Jumpy Hands

  • AI
  • Amazon Quick
  • Serverless
2026.06.29 by Stanley Jusuf

Building a Gesture-Controlled Serverless Game on AWS

How we built Jumpy Hands — a browser-based game controlled entirely by hand gestures — using MediaPipe, HTML5 Canvas, and a fully serverless AWS backend.

The Idea

We wanted to build something interactive for an AWS Summit booth — something that would catch people’s attention, get them to stop and play, and showcase the power of serverless AWS services in a tangible way.

The result: **Jumpy Hands**, a Flappy Bird-style game where players use their webcam to control the game character with hand gestures. Open hand to glide, clench a fist to jump. No keyboard, no controller — just your hands.

How it works

Gesture detection

The core interaction relies on **MediaPipe Hands** by Google, running entirely in the browser. Here’s the detection pipeline:

1. The webcam feed is captured at 320×240 resolution (optimized for performance)
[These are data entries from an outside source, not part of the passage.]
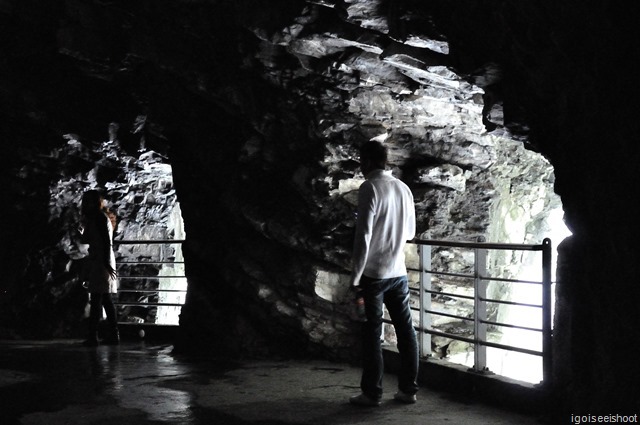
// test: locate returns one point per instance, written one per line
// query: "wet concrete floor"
(62, 382)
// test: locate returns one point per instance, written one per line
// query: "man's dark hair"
(375, 152)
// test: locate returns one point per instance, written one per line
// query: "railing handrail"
(481, 245)
(147, 241)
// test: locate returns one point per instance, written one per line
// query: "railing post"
(424, 252)
(480, 310)
(546, 313)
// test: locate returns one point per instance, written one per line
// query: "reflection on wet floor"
(62, 382)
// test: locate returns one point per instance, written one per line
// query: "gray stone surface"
(61, 382)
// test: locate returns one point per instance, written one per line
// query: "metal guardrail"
(480, 322)
(149, 262)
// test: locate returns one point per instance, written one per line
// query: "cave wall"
(260, 109)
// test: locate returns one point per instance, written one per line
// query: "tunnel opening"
(138, 189)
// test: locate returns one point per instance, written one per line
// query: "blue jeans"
(394, 293)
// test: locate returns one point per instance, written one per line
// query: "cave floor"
(141, 382)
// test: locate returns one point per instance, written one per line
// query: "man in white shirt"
(385, 221)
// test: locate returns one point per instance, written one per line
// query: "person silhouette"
(99, 268)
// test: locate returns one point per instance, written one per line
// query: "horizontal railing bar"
(454, 316)
(145, 324)
(489, 300)
(151, 290)
(481, 245)
(149, 262)
(504, 279)
(437, 273)
(152, 277)
(448, 335)
(149, 304)
(485, 343)
(147, 242)
(448, 294)
(507, 325)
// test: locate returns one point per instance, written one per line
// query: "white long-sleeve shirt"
(386, 220)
2. MediaPipe processes each frame and returns 21 hand landmarks per detected hand

3. Our gesture classifier analyzes the landmarks to determine: **open hand** or **closed fist**

The gesture detection logic is straightforward — we compare fingertip positions against the proximal interphalangeal (PIP) joint positions:

```javascript```
detectGesture(landmarks) {
    const fingerTips = [8, 12, 16, 20];
    const fingerPIPs = [6, 10, 14, 18];

    let curledFingers = 0;
    for (let i = 0; i < fingerTips.length; i++) {
        const tip = landmarks[fingerTips[i]];
        const pip = landmarks[fingerPIPs[i]];
        if (tip.y > pip.y) {
            curledFingers++;
        }
    }

    // Thumb check (different axis)
    const thumbTip = landmarks[4];
    const thumbIP = landmarks[3];
    const indexMCP = landmarks[5];
    if (Math.abs(thumbTip.x - indexMCP.x) < Math.abs(thumbIP.x - indexMCP.x)) {
        curledFingers++;
    }

    return (curledFingers / 5) >= 0.6 ? 'fist' : 'open';
}

If 60% or more of the fingers are curled, we classify it as a fist. The fist-to-open transition triggers a jump. This simple threshold approach proved reliable enough for a game setting.

Two-Player Mode

In two-player mode, both players share a single webcam. We detect up to two hands and assign them to players based on their horizontal position in the frame — left half belongs to Player 1, right half to Player 2. The webcam image is mirrored so it feels natural.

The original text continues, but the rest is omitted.